I'm beginning to think that such a thing does not exist. Unless you just don't mind wasting food. I do. I mind throwing away an entire bowl of raisin bran with freshly poured milk because someone noticed there were miniwheats or cheerios. I mind the 1.5 inch margin of crust with nutella or pbj that had to be abandoned because it wasn't the middle of the sandwich and there was a ball somewhere. I also am vulnerable to half eaten bits of chocolate laying on the table, the first several gulps of root beer because the more I drink, the less they spill, and the cake left behind after the frosting got licked off.
In addition to these temptations, there is also the issue of what they do when I try to do something healthy like walk on the treadmill. I'm on the treadmill, they need to go potty, but they don't "how". Or I'm on the treadmill, and they are pretending the back of the treadmill is a jungle gym. Or I'm on the treadmill and she's sitting on his head and he can't breathe.
These are all hypothetical situations, of course.
Then there are birthdays and holidays.

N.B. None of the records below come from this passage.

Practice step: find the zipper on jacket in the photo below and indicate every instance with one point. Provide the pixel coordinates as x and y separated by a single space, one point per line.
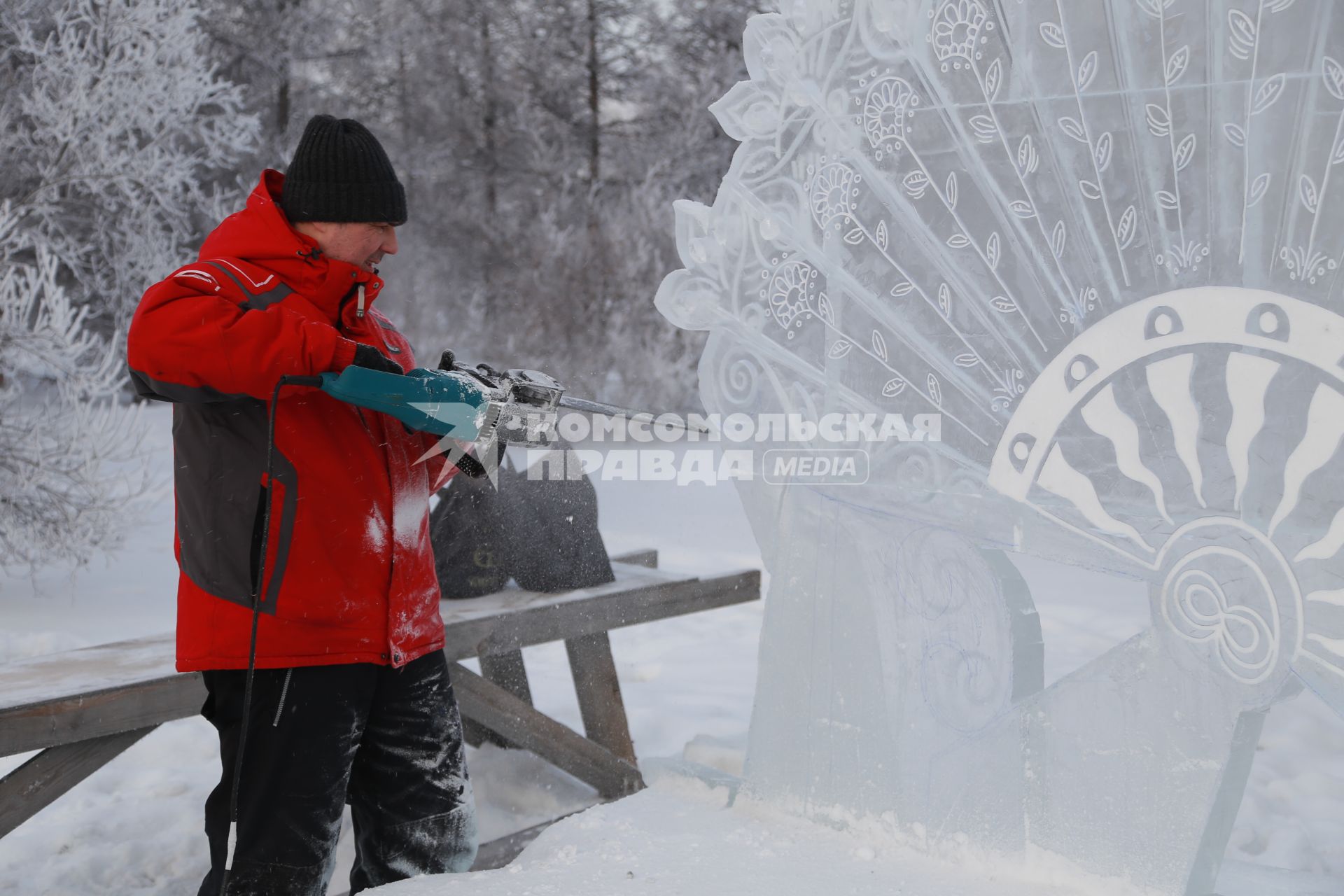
284 691
340 307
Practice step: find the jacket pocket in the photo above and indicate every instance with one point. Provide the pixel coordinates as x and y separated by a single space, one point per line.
220 501
283 511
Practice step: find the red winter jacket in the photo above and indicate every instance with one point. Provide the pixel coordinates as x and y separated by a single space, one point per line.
350 574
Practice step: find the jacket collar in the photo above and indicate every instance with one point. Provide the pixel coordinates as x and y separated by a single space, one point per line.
262 235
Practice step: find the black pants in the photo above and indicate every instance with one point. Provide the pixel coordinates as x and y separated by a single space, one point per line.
386 741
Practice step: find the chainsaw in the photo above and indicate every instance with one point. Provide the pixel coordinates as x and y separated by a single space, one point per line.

From mid February to Mother's Day, we have either a birthday or holiday nearly every two weeks, just long enough to not set up a pattern of healthy eating long enough to be able to stick to it through a Challenging Event Involving Delicious Food, like Easter, Valentine's Day, a birthday or Mother's Day.
Tonight I went out with a friend for dinner and made a pretty healthy choice, drank water, was on track. I came home and loaded the dishwasher. There were 3.5 toasted raviolis on a plate. I'm not going to let those things just die. My husband worked long hours earning the money to pay for those suckers. My daughter labored for minutes to cook them. There are children starving in Africa for crying out loud. And, yeah, I could have put them in a baggy in the fridge. In fact I did put them in a baggy. Then I got them back out. And I ate them all!

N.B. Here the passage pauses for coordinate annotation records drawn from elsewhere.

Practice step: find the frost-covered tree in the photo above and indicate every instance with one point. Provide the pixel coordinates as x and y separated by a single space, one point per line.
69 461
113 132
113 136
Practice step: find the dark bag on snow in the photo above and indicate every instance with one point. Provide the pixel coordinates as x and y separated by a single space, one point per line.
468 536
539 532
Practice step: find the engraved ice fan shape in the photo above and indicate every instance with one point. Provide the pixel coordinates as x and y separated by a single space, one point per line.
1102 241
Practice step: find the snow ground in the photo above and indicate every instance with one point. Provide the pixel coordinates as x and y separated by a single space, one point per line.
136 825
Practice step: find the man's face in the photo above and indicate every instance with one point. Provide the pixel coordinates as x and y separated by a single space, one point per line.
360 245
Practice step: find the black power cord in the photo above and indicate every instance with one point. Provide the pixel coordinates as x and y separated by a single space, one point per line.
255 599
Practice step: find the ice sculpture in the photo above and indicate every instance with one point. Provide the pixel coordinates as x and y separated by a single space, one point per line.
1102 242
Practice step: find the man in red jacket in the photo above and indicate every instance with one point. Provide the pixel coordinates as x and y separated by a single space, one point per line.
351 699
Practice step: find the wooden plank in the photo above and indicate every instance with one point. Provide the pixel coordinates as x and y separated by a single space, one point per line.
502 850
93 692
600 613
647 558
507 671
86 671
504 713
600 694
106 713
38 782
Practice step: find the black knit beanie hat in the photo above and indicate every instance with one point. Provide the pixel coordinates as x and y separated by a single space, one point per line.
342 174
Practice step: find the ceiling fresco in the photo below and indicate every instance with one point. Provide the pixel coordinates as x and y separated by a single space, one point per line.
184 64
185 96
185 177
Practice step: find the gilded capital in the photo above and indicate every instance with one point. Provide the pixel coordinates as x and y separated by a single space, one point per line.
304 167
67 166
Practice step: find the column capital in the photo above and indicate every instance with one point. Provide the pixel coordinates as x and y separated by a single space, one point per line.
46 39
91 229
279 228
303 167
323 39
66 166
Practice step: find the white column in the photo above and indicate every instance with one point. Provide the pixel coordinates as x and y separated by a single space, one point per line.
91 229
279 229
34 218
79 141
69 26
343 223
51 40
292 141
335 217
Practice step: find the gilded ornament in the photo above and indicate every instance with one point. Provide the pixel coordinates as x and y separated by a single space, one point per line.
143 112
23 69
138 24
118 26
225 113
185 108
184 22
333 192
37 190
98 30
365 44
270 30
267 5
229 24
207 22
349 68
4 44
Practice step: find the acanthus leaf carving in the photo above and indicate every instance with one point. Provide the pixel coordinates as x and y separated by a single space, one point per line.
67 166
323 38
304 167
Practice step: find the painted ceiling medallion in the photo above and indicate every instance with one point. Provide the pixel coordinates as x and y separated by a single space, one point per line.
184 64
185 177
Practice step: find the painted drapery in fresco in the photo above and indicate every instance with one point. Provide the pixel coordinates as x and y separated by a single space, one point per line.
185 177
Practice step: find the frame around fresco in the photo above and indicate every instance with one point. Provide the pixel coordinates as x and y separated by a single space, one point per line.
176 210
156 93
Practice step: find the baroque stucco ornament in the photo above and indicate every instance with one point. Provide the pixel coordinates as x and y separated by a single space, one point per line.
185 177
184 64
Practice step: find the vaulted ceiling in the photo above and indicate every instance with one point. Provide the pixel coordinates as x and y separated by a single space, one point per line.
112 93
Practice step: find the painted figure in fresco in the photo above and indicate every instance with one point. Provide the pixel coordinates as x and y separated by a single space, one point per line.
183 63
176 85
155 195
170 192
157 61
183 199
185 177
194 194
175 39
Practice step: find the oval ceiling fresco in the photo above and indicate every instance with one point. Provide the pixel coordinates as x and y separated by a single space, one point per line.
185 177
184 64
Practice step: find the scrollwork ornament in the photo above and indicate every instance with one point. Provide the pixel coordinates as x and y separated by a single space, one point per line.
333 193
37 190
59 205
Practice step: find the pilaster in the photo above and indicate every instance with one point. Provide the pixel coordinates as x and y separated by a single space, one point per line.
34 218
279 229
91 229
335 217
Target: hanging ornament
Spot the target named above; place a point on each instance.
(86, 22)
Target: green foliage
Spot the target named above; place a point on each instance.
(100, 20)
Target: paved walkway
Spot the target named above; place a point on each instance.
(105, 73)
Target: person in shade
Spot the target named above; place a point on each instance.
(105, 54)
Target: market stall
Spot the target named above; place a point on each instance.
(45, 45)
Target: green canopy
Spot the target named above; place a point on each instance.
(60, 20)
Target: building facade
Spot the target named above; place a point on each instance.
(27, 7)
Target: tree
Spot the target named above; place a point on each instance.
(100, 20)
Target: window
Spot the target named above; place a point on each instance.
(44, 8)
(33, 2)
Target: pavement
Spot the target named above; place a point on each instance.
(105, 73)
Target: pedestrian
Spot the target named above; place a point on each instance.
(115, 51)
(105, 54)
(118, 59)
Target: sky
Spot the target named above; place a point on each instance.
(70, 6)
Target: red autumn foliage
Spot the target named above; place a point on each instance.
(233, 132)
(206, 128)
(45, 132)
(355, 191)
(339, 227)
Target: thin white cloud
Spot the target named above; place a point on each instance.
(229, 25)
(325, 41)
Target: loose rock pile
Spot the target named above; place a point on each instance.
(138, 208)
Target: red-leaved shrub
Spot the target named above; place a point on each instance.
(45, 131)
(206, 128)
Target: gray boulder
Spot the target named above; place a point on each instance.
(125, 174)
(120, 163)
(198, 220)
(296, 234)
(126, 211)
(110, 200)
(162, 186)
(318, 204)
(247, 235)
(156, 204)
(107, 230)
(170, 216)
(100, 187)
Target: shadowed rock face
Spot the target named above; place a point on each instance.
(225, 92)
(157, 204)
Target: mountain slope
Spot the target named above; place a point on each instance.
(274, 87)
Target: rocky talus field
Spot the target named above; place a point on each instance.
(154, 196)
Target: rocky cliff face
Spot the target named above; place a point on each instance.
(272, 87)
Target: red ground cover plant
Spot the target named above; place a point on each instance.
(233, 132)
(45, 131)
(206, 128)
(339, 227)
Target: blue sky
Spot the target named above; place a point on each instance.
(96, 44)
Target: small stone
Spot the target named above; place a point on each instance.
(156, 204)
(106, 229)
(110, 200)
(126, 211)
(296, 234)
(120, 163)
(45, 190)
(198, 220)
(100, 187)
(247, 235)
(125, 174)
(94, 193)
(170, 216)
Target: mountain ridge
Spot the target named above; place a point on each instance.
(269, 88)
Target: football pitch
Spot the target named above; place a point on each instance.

I'm not really trying to excuse my weakness for my kids' food. I know better. Some days I have the will power to be the mom I want to be, to set a good example, to suck down the spinach smoothie at breakfast and go through the effort to make the completely comfortless salad for lunch. Other days, most days, I don't. Some days I reach all the way in and find a trace of the faithfulness of my Maker that He put in me, and I get on the stupid piece of crap treadmill and walk nowhere for 20 or 30 minutes. Some days I don't. Usually because I'm doing something fun like reading really entertaining literature called my kids papers on communism or taking a child to the amusement park we know as the pediatrician's office. Or maybe even because I got to go get the heck drilled out of another molar and have several (ugh) impressions made so they can give me a new expensive tooth to replace the other one I used to have before they drilled the heck out of it.
It just isn't the easiest thing to change. That's all. I'm not good at it sometimes. And right now is one of those times. Not giving up. Fessing up. That's all.